Quand les procureurs renâclent

Tous les présidents de la République rêvent d'inscrire à leur bilan une grande réforme de la justice, à l'image d'un François Mitterrand abrogeant la peine de mort. Nicolas Sarkozy avait, en 2009, déniché sa réforme emblématique : il allait, sans coup férir, supprimer le juge d'instruction, ce petit juge d'un autre temps, trop mordant, trop indépendant. Dans la foulée, tout le système pénal français serait revu et corrigé. Le ministère de la Justice y a travaillé d'arrache-pied. En vain.

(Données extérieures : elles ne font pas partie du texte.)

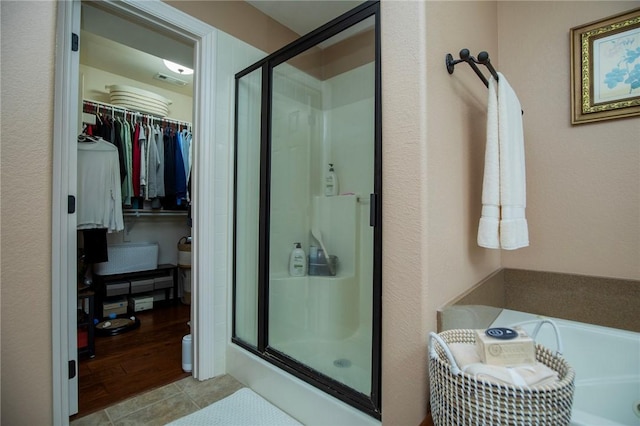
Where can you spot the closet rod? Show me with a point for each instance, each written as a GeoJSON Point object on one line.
{"type": "Point", "coordinates": [99, 106]}
{"type": "Point", "coordinates": [465, 56]}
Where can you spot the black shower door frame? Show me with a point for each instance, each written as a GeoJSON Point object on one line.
{"type": "Point", "coordinates": [370, 404]}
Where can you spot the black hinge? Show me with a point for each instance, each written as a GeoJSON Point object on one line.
{"type": "Point", "coordinates": [72, 369]}
{"type": "Point", "coordinates": [75, 40]}
{"type": "Point", "coordinates": [373, 208]}
{"type": "Point", "coordinates": [71, 204]}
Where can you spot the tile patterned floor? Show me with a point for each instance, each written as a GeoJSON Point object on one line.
{"type": "Point", "coordinates": [163, 405]}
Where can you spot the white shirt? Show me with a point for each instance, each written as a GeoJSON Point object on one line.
{"type": "Point", "coordinates": [99, 188]}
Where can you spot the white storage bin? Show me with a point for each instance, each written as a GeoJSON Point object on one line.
{"type": "Point", "coordinates": [129, 257]}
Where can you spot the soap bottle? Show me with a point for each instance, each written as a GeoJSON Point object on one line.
{"type": "Point", "coordinates": [331, 182]}
{"type": "Point", "coordinates": [297, 261]}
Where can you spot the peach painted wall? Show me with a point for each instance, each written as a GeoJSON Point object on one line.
{"type": "Point", "coordinates": [28, 42]}
{"type": "Point", "coordinates": [583, 181]}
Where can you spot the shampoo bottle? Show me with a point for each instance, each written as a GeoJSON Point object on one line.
{"type": "Point", "coordinates": [331, 182]}
{"type": "Point", "coordinates": [297, 262]}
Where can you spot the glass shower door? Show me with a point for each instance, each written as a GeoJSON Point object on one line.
{"type": "Point", "coordinates": [307, 176]}
{"type": "Point", "coordinates": [322, 156]}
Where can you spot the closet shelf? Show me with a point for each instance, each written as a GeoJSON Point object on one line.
{"type": "Point", "coordinates": [153, 213]}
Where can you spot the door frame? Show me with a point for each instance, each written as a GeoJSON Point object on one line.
{"type": "Point", "coordinates": [63, 246]}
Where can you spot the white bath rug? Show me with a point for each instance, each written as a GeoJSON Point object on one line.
{"type": "Point", "coordinates": [243, 408]}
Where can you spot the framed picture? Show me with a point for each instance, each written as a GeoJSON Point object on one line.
{"type": "Point", "coordinates": [605, 68]}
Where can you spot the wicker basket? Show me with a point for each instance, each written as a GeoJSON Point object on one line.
{"type": "Point", "coordinates": [458, 398]}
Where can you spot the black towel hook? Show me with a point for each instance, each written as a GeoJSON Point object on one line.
{"type": "Point", "coordinates": [465, 56]}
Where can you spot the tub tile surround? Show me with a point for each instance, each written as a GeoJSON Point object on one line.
{"type": "Point", "coordinates": [164, 404]}
{"type": "Point", "coordinates": [609, 302]}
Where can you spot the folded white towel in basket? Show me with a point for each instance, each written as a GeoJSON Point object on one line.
{"type": "Point", "coordinates": [468, 360]}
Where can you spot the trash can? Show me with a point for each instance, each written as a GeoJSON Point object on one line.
{"type": "Point", "coordinates": [187, 363]}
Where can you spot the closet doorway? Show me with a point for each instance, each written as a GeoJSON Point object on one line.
{"type": "Point", "coordinates": [68, 100]}
{"type": "Point", "coordinates": [122, 74]}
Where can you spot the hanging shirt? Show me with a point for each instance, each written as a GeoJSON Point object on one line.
{"type": "Point", "coordinates": [99, 196]}
{"type": "Point", "coordinates": [135, 164]}
{"type": "Point", "coordinates": [142, 140]}
{"type": "Point", "coordinates": [157, 133]}
{"type": "Point", "coordinates": [181, 177]}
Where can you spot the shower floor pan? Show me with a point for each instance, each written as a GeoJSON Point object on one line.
{"type": "Point", "coordinates": [346, 360]}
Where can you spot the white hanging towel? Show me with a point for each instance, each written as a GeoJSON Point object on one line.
{"type": "Point", "coordinates": [503, 223]}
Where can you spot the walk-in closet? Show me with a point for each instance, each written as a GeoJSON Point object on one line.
{"type": "Point", "coordinates": [135, 156]}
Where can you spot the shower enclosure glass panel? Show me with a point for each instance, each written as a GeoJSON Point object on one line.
{"type": "Point", "coordinates": [248, 111]}
{"type": "Point", "coordinates": [323, 113]}
{"type": "Point", "coordinates": [311, 106]}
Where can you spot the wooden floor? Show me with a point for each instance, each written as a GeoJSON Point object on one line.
{"type": "Point", "coordinates": [136, 361]}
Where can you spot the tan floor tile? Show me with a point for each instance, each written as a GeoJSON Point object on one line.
{"type": "Point", "coordinates": [209, 391]}
{"type": "Point", "coordinates": [131, 405]}
{"type": "Point", "coordinates": [99, 418]}
{"type": "Point", "coordinates": [160, 413]}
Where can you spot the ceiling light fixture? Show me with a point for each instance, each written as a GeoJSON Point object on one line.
{"type": "Point", "coordinates": [177, 68]}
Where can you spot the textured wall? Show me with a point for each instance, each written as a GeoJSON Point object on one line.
{"type": "Point", "coordinates": [28, 42]}
{"type": "Point", "coordinates": [583, 182]}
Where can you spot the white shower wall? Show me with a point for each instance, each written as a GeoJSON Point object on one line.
{"type": "Point", "coordinates": [316, 123]}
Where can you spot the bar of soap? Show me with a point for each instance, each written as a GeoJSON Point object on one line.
{"type": "Point", "coordinates": [516, 351]}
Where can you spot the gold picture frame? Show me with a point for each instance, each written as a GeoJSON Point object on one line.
{"type": "Point", "coordinates": [605, 68]}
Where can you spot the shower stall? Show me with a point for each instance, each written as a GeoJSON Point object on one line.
{"type": "Point", "coordinates": [312, 104]}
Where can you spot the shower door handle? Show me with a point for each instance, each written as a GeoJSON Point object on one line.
{"type": "Point", "coordinates": [373, 204]}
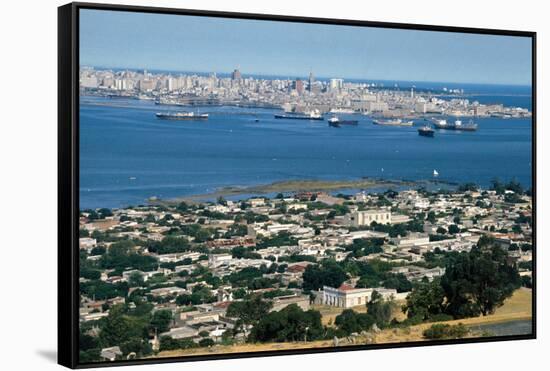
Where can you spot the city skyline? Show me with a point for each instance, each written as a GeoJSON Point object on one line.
{"type": "Point", "coordinates": [123, 40]}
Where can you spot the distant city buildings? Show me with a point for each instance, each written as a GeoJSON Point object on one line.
{"type": "Point", "coordinates": [295, 95]}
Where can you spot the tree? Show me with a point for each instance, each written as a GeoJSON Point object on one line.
{"type": "Point", "coordinates": [161, 320]}
{"type": "Point", "coordinates": [350, 321]}
{"type": "Point", "coordinates": [453, 229]}
{"type": "Point", "coordinates": [444, 331]}
{"type": "Point", "coordinates": [248, 311]}
{"type": "Point", "coordinates": [136, 280]}
{"type": "Point", "coordinates": [380, 309]}
{"type": "Point", "coordinates": [425, 301]}
{"type": "Point", "coordinates": [116, 327]}
{"type": "Point", "coordinates": [289, 324]}
{"type": "Point", "coordinates": [479, 281]}
{"type": "Point", "coordinates": [329, 273]}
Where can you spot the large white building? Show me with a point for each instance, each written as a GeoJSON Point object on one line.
{"type": "Point", "coordinates": [346, 296]}
{"type": "Point", "coordinates": [366, 217]}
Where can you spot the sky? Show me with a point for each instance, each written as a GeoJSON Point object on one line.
{"type": "Point", "coordinates": [117, 39]}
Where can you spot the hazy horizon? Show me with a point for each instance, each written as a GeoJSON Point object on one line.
{"type": "Point", "coordinates": [127, 40]}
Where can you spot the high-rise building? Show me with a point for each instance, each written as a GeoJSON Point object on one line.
{"type": "Point", "coordinates": [299, 86]}
{"type": "Point", "coordinates": [311, 81]}
{"type": "Point", "coordinates": [236, 74]}
{"type": "Point", "coordinates": [336, 84]}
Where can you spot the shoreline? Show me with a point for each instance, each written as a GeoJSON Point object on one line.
{"type": "Point", "coordinates": [302, 185]}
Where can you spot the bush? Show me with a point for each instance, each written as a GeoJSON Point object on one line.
{"type": "Point", "coordinates": [440, 331]}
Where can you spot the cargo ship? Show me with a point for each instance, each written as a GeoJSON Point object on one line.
{"type": "Point", "coordinates": [426, 131]}
{"type": "Point", "coordinates": [181, 116]}
{"type": "Point", "coordinates": [457, 125]}
{"type": "Point", "coordinates": [336, 120]}
{"type": "Point", "coordinates": [396, 122]}
{"type": "Point", "coordinates": [300, 116]}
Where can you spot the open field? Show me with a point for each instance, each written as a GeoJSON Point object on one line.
{"type": "Point", "coordinates": [518, 307]}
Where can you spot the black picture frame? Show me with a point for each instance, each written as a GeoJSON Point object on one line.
{"type": "Point", "coordinates": [68, 178]}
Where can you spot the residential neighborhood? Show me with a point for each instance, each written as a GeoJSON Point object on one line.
{"type": "Point", "coordinates": [187, 275]}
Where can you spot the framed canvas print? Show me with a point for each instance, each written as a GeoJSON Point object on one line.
{"type": "Point", "coordinates": [241, 185]}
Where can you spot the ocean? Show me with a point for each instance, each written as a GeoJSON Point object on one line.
{"type": "Point", "coordinates": [128, 155]}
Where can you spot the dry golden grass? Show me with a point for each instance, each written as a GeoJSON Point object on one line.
{"type": "Point", "coordinates": [518, 307]}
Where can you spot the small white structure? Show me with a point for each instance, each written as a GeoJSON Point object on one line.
{"type": "Point", "coordinates": [366, 217]}
{"type": "Point", "coordinates": [347, 296]}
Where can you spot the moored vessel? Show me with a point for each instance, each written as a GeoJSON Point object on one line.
{"type": "Point", "coordinates": [334, 122]}
{"type": "Point", "coordinates": [457, 125]}
{"type": "Point", "coordinates": [301, 116]}
{"type": "Point", "coordinates": [181, 116]}
{"type": "Point", "coordinates": [426, 131]}
{"type": "Point", "coordinates": [396, 122]}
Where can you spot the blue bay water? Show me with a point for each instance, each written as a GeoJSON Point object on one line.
{"type": "Point", "coordinates": [127, 155]}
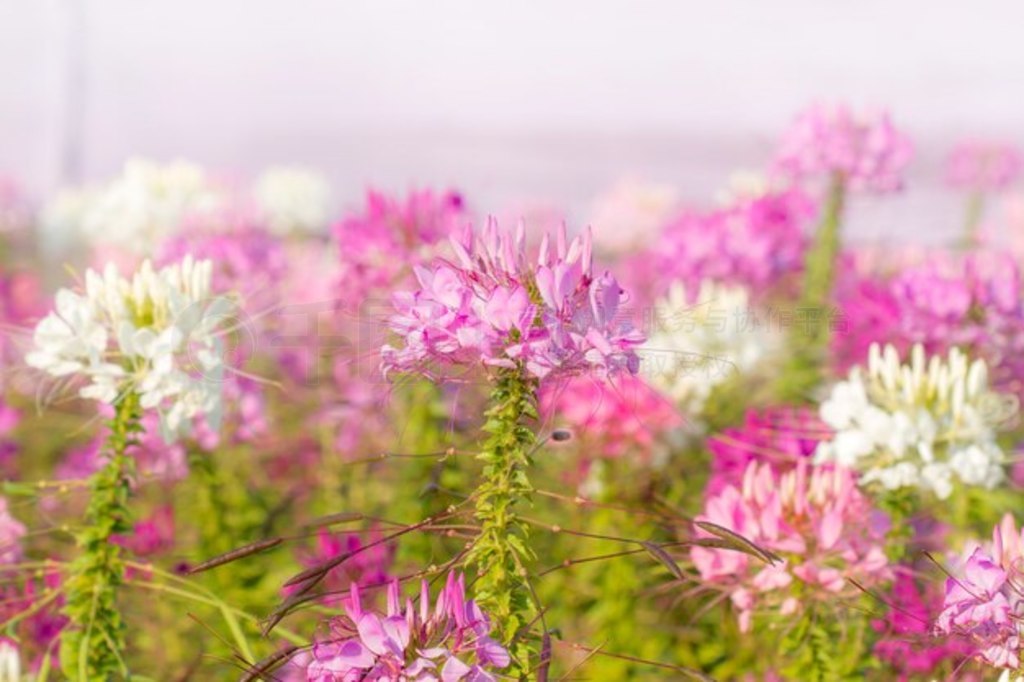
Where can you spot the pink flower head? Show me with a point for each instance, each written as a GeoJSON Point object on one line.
{"type": "Point", "coordinates": [814, 517]}
{"type": "Point", "coordinates": [449, 643]}
{"type": "Point", "coordinates": [492, 306]}
{"type": "Point", "coordinates": [866, 151]}
{"type": "Point", "coordinates": [366, 565]}
{"type": "Point", "coordinates": [390, 236]}
{"type": "Point", "coordinates": [983, 167]}
{"type": "Point", "coordinates": [781, 436]}
{"type": "Point", "coordinates": [983, 604]}
{"type": "Point", "coordinates": [973, 301]}
{"type": "Point", "coordinates": [151, 536]}
{"type": "Point", "coordinates": [755, 242]}
{"type": "Point", "coordinates": [615, 419]}
{"type": "Point", "coordinates": [905, 632]}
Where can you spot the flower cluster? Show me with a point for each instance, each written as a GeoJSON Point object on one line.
{"type": "Point", "coordinates": [757, 241]}
{"type": "Point", "coordinates": [865, 151]}
{"type": "Point", "coordinates": [700, 340]}
{"type": "Point", "coordinates": [983, 167]}
{"type": "Point", "coordinates": [971, 301]}
{"type": "Point", "coordinates": [155, 334]}
{"type": "Point", "coordinates": [923, 425]}
{"type": "Point", "coordinates": [139, 208]}
{"type": "Point", "coordinates": [823, 528]}
{"type": "Point", "coordinates": [451, 642]}
{"type": "Point", "coordinates": [380, 245]}
{"type": "Point", "coordinates": [782, 436]}
{"type": "Point", "coordinates": [905, 641]}
{"type": "Point", "coordinates": [984, 603]}
{"type": "Point", "coordinates": [491, 306]}
{"type": "Point", "coordinates": [293, 201]}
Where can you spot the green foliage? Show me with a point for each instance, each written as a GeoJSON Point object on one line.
{"type": "Point", "coordinates": [93, 643]}
{"type": "Point", "coordinates": [811, 329]}
{"type": "Point", "coordinates": [501, 551]}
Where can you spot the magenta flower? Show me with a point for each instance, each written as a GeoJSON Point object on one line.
{"type": "Point", "coordinates": [866, 151]}
{"type": "Point", "coordinates": [491, 307]}
{"type": "Point", "coordinates": [815, 518]}
{"type": "Point", "coordinates": [380, 245]}
{"type": "Point", "coordinates": [755, 242]}
{"type": "Point", "coordinates": [620, 419]}
{"type": "Point", "coordinates": [450, 643]}
{"type": "Point", "coordinates": [11, 533]}
{"type": "Point", "coordinates": [905, 642]}
{"type": "Point", "coordinates": [983, 167]}
{"type": "Point", "coordinates": [780, 436]}
{"type": "Point", "coordinates": [366, 566]}
{"type": "Point", "coordinates": [973, 301]}
{"type": "Point", "coordinates": [984, 604]}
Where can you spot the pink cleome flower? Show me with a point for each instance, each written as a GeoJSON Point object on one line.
{"type": "Point", "coordinates": [865, 150]}
{"type": "Point", "coordinates": [815, 518]}
{"type": "Point", "coordinates": [451, 642]}
{"type": "Point", "coordinates": [983, 167]}
{"type": "Point", "coordinates": [491, 307]}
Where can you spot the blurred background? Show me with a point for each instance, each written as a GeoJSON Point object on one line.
{"type": "Point", "coordinates": [526, 103]}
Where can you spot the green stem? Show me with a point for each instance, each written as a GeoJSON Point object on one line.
{"type": "Point", "coordinates": [972, 221]}
{"type": "Point", "coordinates": [93, 643]}
{"type": "Point", "coordinates": [501, 550]}
{"type": "Point", "coordinates": [812, 326]}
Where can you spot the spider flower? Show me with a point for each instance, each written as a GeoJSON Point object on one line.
{"type": "Point", "coordinates": [983, 167]}
{"type": "Point", "coordinates": [781, 436]}
{"type": "Point", "coordinates": [451, 642]}
{"type": "Point", "coordinates": [699, 341]}
{"type": "Point", "coordinates": [155, 334]}
{"type": "Point", "coordinates": [756, 242]}
{"type": "Point", "coordinates": [814, 518]}
{"type": "Point", "coordinates": [380, 245]}
{"type": "Point", "coordinates": [866, 151]}
{"type": "Point", "coordinates": [293, 200]}
{"type": "Point", "coordinates": [489, 306]}
{"type": "Point", "coordinates": [923, 425]}
{"type": "Point", "coordinates": [143, 205]}
{"type": "Point", "coordinates": [984, 602]}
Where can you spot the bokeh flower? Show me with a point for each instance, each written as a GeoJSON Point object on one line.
{"type": "Point", "coordinates": [817, 521]}
{"type": "Point", "coordinates": [863, 148]}
{"type": "Point", "coordinates": [156, 334]}
{"type": "Point", "coordinates": [451, 642]}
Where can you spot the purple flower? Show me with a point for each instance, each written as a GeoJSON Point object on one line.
{"type": "Point", "coordinates": [450, 643]}
{"type": "Point", "coordinates": [866, 151]}
{"type": "Point", "coordinates": [491, 307]}
{"type": "Point", "coordinates": [983, 167]}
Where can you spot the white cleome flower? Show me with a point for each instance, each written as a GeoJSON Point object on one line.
{"type": "Point", "coordinates": [293, 200]}
{"type": "Point", "coordinates": [10, 664]}
{"type": "Point", "coordinates": [156, 334]}
{"type": "Point", "coordinates": [926, 424]}
{"type": "Point", "coordinates": [696, 345]}
{"type": "Point", "coordinates": [146, 203]}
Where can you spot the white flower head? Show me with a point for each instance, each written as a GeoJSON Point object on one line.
{"type": "Point", "coordinates": [293, 201]}
{"type": "Point", "coordinates": [924, 424]}
{"type": "Point", "coordinates": [156, 334]}
{"type": "Point", "coordinates": [696, 344]}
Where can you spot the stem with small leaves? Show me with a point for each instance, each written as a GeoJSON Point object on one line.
{"type": "Point", "coordinates": [812, 328]}
{"type": "Point", "coordinates": [93, 643]}
{"type": "Point", "coordinates": [501, 551]}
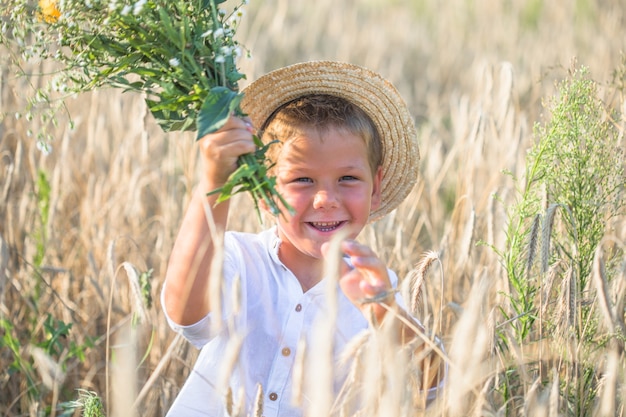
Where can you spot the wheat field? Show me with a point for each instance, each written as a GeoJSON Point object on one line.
{"type": "Point", "coordinates": [79, 227]}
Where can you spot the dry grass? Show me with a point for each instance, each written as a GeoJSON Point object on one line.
{"type": "Point", "coordinates": [474, 75]}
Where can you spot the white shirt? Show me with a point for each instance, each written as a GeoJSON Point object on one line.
{"type": "Point", "coordinates": [273, 315]}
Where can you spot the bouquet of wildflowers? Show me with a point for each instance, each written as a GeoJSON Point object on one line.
{"type": "Point", "coordinates": [181, 54]}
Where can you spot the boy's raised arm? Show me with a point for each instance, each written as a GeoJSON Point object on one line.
{"type": "Point", "coordinates": [186, 294]}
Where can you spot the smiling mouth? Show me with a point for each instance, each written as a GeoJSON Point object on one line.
{"type": "Point", "coordinates": [326, 226]}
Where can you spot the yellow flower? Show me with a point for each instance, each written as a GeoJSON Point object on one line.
{"type": "Point", "coordinates": [48, 11]}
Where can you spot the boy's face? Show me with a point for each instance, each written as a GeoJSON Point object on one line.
{"type": "Point", "coordinates": [327, 179]}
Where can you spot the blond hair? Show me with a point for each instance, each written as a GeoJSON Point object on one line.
{"type": "Point", "coordinates": [321, 112]}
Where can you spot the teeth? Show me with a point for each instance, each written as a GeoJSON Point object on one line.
{"type": "Point", "coordinates": [325, 226]}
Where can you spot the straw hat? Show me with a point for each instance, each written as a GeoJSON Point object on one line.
{"type": "Point", "coordinates": [364, 88]}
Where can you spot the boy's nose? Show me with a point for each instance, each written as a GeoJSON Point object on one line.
{"type": "Point", "coordinates": [325, 199]}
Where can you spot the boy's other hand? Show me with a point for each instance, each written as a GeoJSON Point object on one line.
{"type": "Point", "coordinates": [367, 279]}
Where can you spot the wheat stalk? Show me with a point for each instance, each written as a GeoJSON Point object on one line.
{"type": "Point", "coordinates": [602, 289]}
{"type": "Point", "coordinates": [546, 232]}
{"type": "Point", "coordinates": [532, 245]}
{"type": "Point", "coordinates": [417, 277]}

2010 est derrière nous et les juges d'instruction sont toujours debout. L'Élysée ne parle plus de les supprimer. Ironie de l'histoire, ce sont désormais les procureurs de la République, pièces maîtresses du système pénal français, à qui toutes les enquêtes devaient être confiées, qui sont sur la sellette. On leur reproche un manque d'impartialité et d'indépendance : ils relèvent de l'autorité du garde des Sceaux, dépendent de l'exécutif. Et comme l'affaire Bettencourt l'a confirmé, si besoin en était, non seulement ils obéissent, mais ils devancent bien souvent les désirs du pouvoir.

À de nombreuses reprises, la Cour européenne des droits de l'homme a mis en garde la France : vos procureurs ne peuvent être considérés comme une « autorité judiciaire ». Ce ne sont pas des juges, mais des fonctionnaires soumis aux desiderata de l'exécutif. On caricature à peine. Ces critiques, jusqu'alors, le gouvernement n'en avait cure. Pas question de revoir le statut du Parquet et de se priver d'un tel instrument de pouvoir, qui permet d'imposer ses vues en matière pénale et de contrôler les affaires dites sensibles.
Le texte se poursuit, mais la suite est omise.